Cada tanto se vuelve viral la carta de renuncia de algún profesor que explica con ironía por qué tira la toalla: le aburren las noches y fines de semana calificando, considera injusto el salario, lo frustra darle clase a estudiantes que solo miran la pantalla del celular, si es que van al salón, y considera que la educación ya no es lo que fue: que las nuevas generaciones no leen, no saben quién ganó la Segunda Guerra Mundial ni distinguen si Jordania es un país o una ciudad. Que no es posible enseñarle a gente que saluda: “ola ke ase”, o no saluda.

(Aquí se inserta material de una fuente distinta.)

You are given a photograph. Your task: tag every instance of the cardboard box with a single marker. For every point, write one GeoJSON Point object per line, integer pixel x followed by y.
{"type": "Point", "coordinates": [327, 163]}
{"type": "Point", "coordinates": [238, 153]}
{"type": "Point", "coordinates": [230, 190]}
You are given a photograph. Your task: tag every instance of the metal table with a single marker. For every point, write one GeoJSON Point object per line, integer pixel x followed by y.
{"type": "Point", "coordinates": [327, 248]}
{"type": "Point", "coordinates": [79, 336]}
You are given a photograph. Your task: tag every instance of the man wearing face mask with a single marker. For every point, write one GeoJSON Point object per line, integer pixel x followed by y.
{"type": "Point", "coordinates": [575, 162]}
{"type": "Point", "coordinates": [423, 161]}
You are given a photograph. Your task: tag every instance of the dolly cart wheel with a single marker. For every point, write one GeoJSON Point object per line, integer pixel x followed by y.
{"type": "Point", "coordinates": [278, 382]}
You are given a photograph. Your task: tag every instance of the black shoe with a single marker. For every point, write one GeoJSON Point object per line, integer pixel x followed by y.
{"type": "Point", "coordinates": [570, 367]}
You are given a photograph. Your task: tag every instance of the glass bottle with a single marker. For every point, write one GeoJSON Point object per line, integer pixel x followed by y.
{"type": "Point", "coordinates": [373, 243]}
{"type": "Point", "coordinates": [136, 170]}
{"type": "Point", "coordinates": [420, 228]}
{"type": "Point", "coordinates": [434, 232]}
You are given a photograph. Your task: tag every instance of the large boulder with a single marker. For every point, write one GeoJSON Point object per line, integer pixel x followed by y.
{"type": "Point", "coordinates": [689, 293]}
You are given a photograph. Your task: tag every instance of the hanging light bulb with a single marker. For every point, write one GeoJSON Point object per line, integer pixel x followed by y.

Los estudiantes también se quejan de profes tiranos o rosqueros, que no preparan sus clases, que repiten lo mismo de hace 15 años, o que saben mucho pero no saben enseñar.
He estado en ambas orillas. He sentido la desazón de pararme frente a jóvenes que estudian por voluntad propia pero no se les notan las ganas, y he ido a clases que son un monólogo del ego del profesor. Sin embargo vivo convencida del poder transformador de la educación y con mucha frecuencia encuentro motivos para renovar mi amor por la docencia: las preguntas de los estudiantes, la frase “estuvo chévere la clase”, el chico que quiere un libro prestado para las vacaciones o el exalumno que llama para compartir un triunfo profesional o pedir un consejo.
Este miércoles fue el Día del maestro. En “Por un país al alcance de los niños” García Márquez reclamó hace 25 años “una educación desde la cuna hasta la tumba, inconforme y reflexiva, que nos inspire un nuevo modo de pensar”. Ojalá. Somos el fruto de lo que otros docentes sembraron en nosotros y cada hora de clase es una oportunidad de cultivo mutuo.